少し肌寒い中、屋上でお弁当を食べた。そのあと幸村の育てている花を見ていたが数分で飽きてしまった。
「秋だー!ね、秋と言えばなんでしょう!?」
「いきなりだね。秋と言えばやっぱり」
「やっぱり?」
「芸術だよね」
「ガッデム!芸術かよおおおおおおお」
そっかーそうだよね幸村はそういうタイプの人間だよね。つまらんと寝転がるとなんだったら満足だったのかと聞かれた。
「そりゃもちろん食欲の秋でしょ」
「みょうじっぽい」
「そうだ、丸井と秋を楽しめば良いんじゃん」
私も天才的〜と大の字に広がり伸びをする。幸村が足元を凝視しているのでおかずでもこぼしたかなと思ったが、確認するほどでもないのでそのまま動かずにいた。
「惜しいな」
「なにが?」
「もう少しで見えそうだった」
「変態!もういい丸井の所に行く」
のそのそと起き上がりお弁当箱を手に取る。
「ねえ」
「ふーんだ」
「丸井のこと好きなの?」
「え?そりゃ好きだよ」
もしかして二人の間に何かあったのでは、深刻そうな表情が心配で立ったばかりの腰を下ろした。しかし何か話そうという素振りがない。
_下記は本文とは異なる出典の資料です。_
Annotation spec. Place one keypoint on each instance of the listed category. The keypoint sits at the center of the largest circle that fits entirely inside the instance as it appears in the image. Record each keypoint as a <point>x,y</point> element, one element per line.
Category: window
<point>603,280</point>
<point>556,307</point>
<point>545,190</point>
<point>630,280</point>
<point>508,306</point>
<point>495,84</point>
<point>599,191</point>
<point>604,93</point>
どうしたものか考えていると、あーあと小さく呟く声が聞こえた。どんな話が飛び出すのか少し身構えたが、思っていた内容と違いすぎて呆気にとられる。
「俺のこと好きになればいいのに」
「え、なに?いきなりどうしたの?」
「ああ……突然ごめんね?」
「あ、うん、いや、そうじゃなくてね」
そうじゃなくて、なんだろう。自分でもよくわからなくて助けを求めるように幸村を見るがさっきとは打って変わって楽しそうにしている。
「俺、あんま気が長くないからさ」
「う、うん」
「早く俺のこと好きになりなよ」
ニッコリ笑っているはずなのになんとも言えない恐怖があって、考えさせてくださいという言葉は飲み込んでしまった。